- Thread Author
- #1
Bitcoin futures trading involves trading futures contracts, so we don't need to own actual Bitcoin. We simply speculate on future Bitcoin price movements by opening long or short positions. This trading strategy also offers leverage, which can potentially generate larger profits, but also carries greater risk.
However, when entering Bitcoin futures trading, we need to consider several factors, such as:
1. The crypto exchange must be able to execute orders in a timely, fast, and accurate manner; prices must align with market prices.
2. Spreads: When spreads are tight, traders should buy and sell at prices closest to the market.
3. Ideally, the exchange should have standard, transparent, and low fees. There are some common fees, such as deposit and withdrawal fees, and maker/taker fees.
4. There are many other factors to consider when choosing a crypto exchange, such as security, perpetual funds, margin requirements, trading interface, exchange reputation, margin requirements, etc.
In my opinion, some of the best crypto exchanges for Bitcoin futures trading include: Binance, Bybit, BYDFi, Coinbase, Kraken, and OKEx.
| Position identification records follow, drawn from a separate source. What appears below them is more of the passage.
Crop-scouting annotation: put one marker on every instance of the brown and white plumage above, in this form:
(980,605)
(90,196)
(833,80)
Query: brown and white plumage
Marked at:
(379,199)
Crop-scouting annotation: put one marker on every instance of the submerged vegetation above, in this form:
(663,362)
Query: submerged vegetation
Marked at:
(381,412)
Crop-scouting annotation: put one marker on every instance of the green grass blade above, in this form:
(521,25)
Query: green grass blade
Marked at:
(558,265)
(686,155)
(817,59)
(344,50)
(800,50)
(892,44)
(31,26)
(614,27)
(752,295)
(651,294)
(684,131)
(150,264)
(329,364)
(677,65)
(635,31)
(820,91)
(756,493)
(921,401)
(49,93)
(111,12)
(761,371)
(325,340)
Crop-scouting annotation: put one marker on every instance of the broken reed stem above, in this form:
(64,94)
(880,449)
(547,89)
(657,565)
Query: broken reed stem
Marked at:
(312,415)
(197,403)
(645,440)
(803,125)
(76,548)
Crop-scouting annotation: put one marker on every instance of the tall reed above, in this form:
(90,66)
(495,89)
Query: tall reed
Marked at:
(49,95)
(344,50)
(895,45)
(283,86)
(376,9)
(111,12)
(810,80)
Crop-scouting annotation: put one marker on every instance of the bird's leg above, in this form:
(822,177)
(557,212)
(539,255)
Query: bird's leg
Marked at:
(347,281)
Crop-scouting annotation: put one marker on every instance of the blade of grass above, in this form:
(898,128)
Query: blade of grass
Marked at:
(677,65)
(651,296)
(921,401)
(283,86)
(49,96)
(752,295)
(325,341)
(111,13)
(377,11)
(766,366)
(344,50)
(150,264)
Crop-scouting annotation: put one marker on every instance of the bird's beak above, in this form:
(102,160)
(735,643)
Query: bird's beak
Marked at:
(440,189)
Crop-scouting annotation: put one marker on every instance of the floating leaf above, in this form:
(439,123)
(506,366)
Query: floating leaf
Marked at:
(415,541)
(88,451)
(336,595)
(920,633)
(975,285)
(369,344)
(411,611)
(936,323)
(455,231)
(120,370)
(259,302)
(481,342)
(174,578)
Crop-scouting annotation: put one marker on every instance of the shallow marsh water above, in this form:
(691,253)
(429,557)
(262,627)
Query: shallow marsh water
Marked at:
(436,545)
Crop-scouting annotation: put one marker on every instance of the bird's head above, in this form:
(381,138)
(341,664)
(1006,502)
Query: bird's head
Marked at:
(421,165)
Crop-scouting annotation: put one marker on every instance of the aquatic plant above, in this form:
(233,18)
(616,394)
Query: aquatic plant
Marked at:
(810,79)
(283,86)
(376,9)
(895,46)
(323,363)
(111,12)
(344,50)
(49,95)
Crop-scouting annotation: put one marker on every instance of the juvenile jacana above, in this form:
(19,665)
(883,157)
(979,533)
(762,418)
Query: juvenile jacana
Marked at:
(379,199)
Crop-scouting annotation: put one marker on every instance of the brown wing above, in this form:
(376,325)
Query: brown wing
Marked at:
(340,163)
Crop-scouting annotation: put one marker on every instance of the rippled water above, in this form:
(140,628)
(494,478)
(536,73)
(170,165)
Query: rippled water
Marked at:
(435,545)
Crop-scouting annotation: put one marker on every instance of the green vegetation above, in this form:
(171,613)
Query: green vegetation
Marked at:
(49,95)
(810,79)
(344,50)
However, when entering Bitcoin futures trading, we need to consider several factors, such as:
1. The crypto exchange must be able to execute orders in a timely, fast, and accurate manner; prices must align with market prices.
2. Spreads: When spreads are tight, traders should buy and sell at prices closest to the market.
3. Ideally, the exchange should have standard, transparent, and low fees. There are some common fees, such as deposit and withdrawal fees, and maker/taker fees.
4. There are many other factors to consider when choosing a crypto exchange, such as security, perpetual funds, margin requirements, trading interface, exchange reputation, margin requirements, etc.
In my opinion, some of the best crypto exchanges for Bitcoin futures trading include: Binance, Bybit, BYDFi, Coinbase, Kraken, and OKEx.